As was discussed in VC, the mail_to column of table reports_events in the database mentat_main contains strange or straight erroneous values. Some of these arrays are empty, some e-mails have prepended spaces and there is at least one "None" which seems to be an alternative realisation of `empty`.
From discussion: It might be the case that the mail_to column is not really accessed after store and could be removed entirely.

Related issues

Actions

Copy link

Updated by Radko Krkoš over 3 years ago

Related to Feature #7221: Referential integrity for database arrays added

Actions

Copy link

Updated by Pavel Kácha over 3 years ago

Related to Feature #7257: Store email addresses to which the report was sent added

Actions

Copy link

Updated by Radko Krkoš over 3 years ago

Based on discussion, the empty array case can be detected and enforced in the DB as follows:

ALTER TABLE reports_events ADD CONSTRAINT mail_to_non_empty_array CHECK (mail_to <> '{}');

Actions

Copy link

Updated by Rajmund Hruška over 3 years ago

Status changed from New to In Progress
Assignee set to Rajmund Hruška
Target version changed from Backlog to 2.9
To be discussed changed from No to Yes

Some values are Null because the report was never sent. This happens when abuse group wants to receive only "extra" reports. To create an "extra" a "summary" report must be created before that and those "summary" reports aren't sent. I haven't seen any empty arrays ({}). Should empty value be stored as empty array or Null?
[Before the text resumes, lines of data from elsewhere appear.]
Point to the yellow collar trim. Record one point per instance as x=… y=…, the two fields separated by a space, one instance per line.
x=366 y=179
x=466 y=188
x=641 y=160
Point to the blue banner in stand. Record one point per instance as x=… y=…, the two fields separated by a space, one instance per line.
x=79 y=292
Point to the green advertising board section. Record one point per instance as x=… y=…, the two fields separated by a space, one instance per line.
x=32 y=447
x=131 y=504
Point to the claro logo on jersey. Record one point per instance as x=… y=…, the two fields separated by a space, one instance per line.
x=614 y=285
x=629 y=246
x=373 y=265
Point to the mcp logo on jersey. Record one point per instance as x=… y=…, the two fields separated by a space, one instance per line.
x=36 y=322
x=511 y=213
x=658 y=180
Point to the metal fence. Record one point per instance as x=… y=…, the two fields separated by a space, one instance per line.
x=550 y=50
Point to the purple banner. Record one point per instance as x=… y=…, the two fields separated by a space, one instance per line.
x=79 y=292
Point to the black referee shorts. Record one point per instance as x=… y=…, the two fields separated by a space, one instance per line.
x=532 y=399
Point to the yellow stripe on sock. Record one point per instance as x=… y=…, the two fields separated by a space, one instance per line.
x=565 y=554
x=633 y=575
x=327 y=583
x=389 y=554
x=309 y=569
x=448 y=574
Reports with values {None} contain in the mail_res column this:

message transmission error (552 5.3.4 Error: message file too big)
Server said: 552 5.3.4 Error: message file too big

The emails with prepended spaces is caused by the same issue as #7215, so that issue should be solved first.
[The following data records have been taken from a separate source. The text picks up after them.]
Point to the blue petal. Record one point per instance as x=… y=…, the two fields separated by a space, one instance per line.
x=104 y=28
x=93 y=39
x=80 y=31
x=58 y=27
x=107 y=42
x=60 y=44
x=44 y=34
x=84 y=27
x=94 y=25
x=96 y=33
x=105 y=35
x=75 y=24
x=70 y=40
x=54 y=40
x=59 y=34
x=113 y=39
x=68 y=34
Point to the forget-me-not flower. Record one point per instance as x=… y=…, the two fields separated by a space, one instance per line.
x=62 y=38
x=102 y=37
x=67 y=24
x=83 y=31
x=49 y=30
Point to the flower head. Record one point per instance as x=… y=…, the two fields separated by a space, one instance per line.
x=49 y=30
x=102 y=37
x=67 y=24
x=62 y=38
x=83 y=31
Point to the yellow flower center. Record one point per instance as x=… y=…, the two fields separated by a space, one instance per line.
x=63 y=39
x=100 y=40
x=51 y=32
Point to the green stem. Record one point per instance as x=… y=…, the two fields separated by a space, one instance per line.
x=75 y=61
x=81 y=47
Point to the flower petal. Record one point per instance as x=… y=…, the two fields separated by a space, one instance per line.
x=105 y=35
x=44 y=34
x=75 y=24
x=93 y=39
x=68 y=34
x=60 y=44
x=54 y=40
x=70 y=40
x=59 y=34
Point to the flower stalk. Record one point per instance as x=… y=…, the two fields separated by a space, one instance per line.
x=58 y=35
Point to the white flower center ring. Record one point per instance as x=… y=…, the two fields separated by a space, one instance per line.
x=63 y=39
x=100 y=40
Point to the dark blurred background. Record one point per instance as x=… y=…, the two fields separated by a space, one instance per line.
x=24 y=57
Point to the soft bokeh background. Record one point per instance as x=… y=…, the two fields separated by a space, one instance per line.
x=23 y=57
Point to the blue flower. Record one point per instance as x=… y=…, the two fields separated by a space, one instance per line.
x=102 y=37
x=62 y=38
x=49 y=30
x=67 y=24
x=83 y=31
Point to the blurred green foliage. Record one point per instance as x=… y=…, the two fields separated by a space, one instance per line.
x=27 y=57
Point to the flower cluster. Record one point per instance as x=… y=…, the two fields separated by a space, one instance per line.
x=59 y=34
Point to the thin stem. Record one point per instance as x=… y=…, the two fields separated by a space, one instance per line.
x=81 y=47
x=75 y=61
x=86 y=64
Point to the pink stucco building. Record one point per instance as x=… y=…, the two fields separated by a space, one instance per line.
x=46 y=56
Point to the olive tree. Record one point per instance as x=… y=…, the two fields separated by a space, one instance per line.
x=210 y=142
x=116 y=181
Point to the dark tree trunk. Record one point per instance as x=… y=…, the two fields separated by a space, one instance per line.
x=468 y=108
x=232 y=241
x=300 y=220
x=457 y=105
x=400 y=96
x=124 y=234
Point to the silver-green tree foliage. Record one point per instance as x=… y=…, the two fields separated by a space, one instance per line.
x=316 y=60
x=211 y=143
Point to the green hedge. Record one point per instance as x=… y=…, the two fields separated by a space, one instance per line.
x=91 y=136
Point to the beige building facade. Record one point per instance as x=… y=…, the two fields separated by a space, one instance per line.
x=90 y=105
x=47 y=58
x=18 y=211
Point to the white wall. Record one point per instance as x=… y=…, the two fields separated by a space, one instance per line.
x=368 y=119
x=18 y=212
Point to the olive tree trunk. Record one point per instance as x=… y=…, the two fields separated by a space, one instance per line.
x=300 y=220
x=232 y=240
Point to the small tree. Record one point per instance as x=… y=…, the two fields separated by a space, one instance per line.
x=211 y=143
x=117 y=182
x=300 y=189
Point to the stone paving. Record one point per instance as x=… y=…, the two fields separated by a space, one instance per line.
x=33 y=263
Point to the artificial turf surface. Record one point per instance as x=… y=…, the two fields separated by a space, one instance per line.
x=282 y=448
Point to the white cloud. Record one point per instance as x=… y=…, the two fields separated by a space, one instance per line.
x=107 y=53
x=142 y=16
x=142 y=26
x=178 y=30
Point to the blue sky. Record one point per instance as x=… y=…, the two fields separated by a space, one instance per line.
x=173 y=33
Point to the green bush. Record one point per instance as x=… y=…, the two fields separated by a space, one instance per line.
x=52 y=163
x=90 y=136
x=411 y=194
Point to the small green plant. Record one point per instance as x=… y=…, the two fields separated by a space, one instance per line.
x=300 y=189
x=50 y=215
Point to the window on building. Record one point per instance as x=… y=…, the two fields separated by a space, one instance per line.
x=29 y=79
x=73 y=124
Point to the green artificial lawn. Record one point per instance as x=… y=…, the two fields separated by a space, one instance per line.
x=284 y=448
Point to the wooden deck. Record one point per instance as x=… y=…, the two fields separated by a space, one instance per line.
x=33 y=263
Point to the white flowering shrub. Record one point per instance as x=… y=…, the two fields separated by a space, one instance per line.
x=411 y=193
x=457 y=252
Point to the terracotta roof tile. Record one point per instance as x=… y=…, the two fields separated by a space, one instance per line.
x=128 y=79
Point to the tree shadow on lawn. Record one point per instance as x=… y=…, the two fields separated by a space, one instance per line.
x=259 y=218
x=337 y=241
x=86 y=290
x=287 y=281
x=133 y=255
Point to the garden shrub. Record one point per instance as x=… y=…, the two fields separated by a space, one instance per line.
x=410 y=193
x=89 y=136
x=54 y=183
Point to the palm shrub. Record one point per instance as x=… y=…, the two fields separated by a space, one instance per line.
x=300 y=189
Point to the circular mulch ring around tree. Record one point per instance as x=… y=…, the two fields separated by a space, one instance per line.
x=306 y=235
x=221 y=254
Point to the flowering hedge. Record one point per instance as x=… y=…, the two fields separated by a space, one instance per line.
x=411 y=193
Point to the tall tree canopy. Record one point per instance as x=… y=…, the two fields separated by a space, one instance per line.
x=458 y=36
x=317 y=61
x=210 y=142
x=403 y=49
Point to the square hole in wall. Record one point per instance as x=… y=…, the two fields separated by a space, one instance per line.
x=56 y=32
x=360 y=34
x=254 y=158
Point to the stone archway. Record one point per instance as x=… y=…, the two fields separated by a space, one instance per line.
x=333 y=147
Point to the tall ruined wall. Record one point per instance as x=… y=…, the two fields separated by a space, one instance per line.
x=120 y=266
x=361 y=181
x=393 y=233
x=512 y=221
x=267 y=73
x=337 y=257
I think we should keep the mail_to column. After adding mail_cc column, this would solve #7257.

Actions

Copy link

Updated by Rajmund Hruška over 3 years ago

Status changed from In Progress to Feedback

Actions

Copy link

Updated by Pavel Kácha over 3 years ago

The first question is - it this information actually accessed/used somewhere after write?

In relation to #7257, do I understand it right that this column bears third type of information - what emails the report actually went to, and that this may diverge from what was in the mail headers?

Actions

Copy link

Updated by Rajmund Hruška over 3 years ago

Pavel Kácha wrote in #note-6:

The first question is - it this information actually accessed/used somewhere after write?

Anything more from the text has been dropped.